For a long time, George Stephenson, the renowned innovative engineer and "father" of Britain's railways, resided in Chesterfield, Derbyshire. Stephenson discovered significant coal reserves in the Clay Cross area while building the North Midland Railway from Derby to Rotherham and Leeds, which led to new economic prospects. Stephenson opted to use the local coal and limestone to create quicklime for agricultural uses and then transport the final product via the newly built railway because Creech was already well recognized for its high grade limestone. Stephenson's business bought Cliff Quarry, which is now the location of Creech's tram village. The North Midland Railway link also allowed the quarry to be connected to the lime kilns via the Ambergate Junction Railway Station.

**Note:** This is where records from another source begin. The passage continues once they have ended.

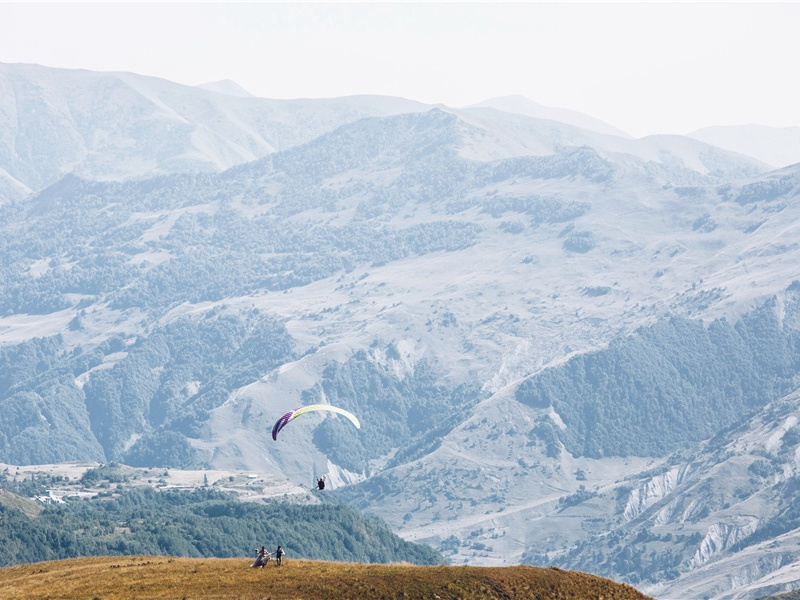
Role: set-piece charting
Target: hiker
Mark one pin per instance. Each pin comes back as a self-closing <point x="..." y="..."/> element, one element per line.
<point x="262" y="558"/>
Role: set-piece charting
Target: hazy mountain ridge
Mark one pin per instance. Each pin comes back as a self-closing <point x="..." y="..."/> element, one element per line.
<point x="114" y="126"/>
<point x="398" y="266"/>
<point x="776" y="146"/>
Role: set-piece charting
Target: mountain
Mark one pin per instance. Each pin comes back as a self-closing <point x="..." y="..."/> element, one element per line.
<point x="524" y="106"/>
<point x="119" y="126"/>
<point x="544" y="330"/>
<point x="226" y="86"/>
<point x="776" y="146"/>
<point x="162" y="577"/>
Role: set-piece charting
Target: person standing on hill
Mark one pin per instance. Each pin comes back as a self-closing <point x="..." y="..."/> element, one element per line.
<point x="262" y="558"/>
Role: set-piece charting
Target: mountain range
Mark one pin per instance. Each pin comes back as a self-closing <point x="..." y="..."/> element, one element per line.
<point x="565" y="345"/>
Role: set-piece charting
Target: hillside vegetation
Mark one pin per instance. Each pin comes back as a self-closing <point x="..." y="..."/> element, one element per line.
<point x="133" y="577"/>
<point x="203" y="523"/>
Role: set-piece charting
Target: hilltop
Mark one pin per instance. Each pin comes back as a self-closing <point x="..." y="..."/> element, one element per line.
<point x="152" y="577"/>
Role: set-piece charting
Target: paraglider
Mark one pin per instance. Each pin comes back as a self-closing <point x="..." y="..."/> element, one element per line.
<point x="293" y="414"/>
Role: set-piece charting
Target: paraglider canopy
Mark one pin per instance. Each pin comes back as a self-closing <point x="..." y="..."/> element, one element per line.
<point x="293" y="414"/>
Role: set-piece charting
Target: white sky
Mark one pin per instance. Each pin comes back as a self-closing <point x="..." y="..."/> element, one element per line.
<point x="644" y="67"/>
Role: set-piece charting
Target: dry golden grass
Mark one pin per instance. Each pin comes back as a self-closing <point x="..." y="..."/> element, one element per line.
<point x="153" y="577"/>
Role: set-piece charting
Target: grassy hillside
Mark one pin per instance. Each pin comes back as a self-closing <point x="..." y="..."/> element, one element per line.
<point x="132" y="577"/>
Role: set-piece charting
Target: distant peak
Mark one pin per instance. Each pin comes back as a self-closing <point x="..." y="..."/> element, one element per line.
<point x="227" y="87"/>
<point x="521" y="105"/>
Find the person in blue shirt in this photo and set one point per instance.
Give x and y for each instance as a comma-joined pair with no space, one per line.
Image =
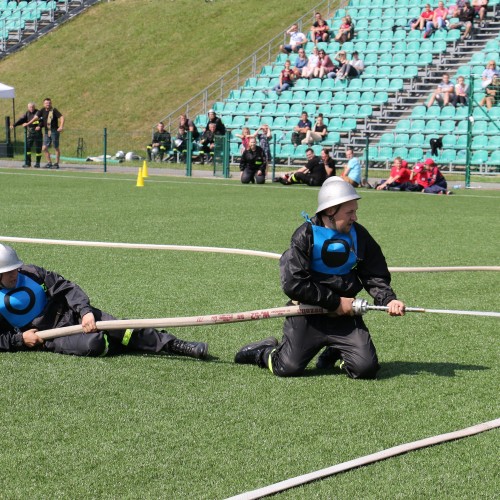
352,170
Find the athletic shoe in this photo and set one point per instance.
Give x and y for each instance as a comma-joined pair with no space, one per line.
251,353
328,358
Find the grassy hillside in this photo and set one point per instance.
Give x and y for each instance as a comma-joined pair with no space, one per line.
127,63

George Stephenson was born in Wylam, Northumberland, in 1781, but spent the last 10 years of his life in Chesterfield, where he frequently invited people to Creech to see the'mineral' railway and visit one of the local pubs. He died in 1848 and is buried in Chesterfield's Holy Trinity Church. After Stephenson's death, his railway continued to serve the public for many years.
The museum's origin begins in August 1948, when a group of enthusiasts decided to preserve an open tram from being dismantled by buying it back for £10 during its final farewell journey in Southampton. This tram, number 45, is now on display in Creech as a working exhibit. There were no railway museums at the time, and the idea of a museum village with working trams seemed far-fetched. Despite this, the Tramway Museum Society was established in 1955, and in 1963, it was turned into a charity educational foundation. Over the years, Tramway Museum aficionados of all ages and walks of life collaborated to develop the museum that exists today. The museum is now a self-supporting organisation that relies on grants from individuals and foundations such as the Heritage Lottery Fund, the Museums, Libraries and Archives Council's Designation Challenge Fund, and the DEFRA Aggregates Levy Sustainability Fund. The museum now houses around 60 trams from all throughout the country, the majority of which are double-decker trams built between 1900 and 1930. Professional conductor-guides discuss the fascinating history of each tram with guests.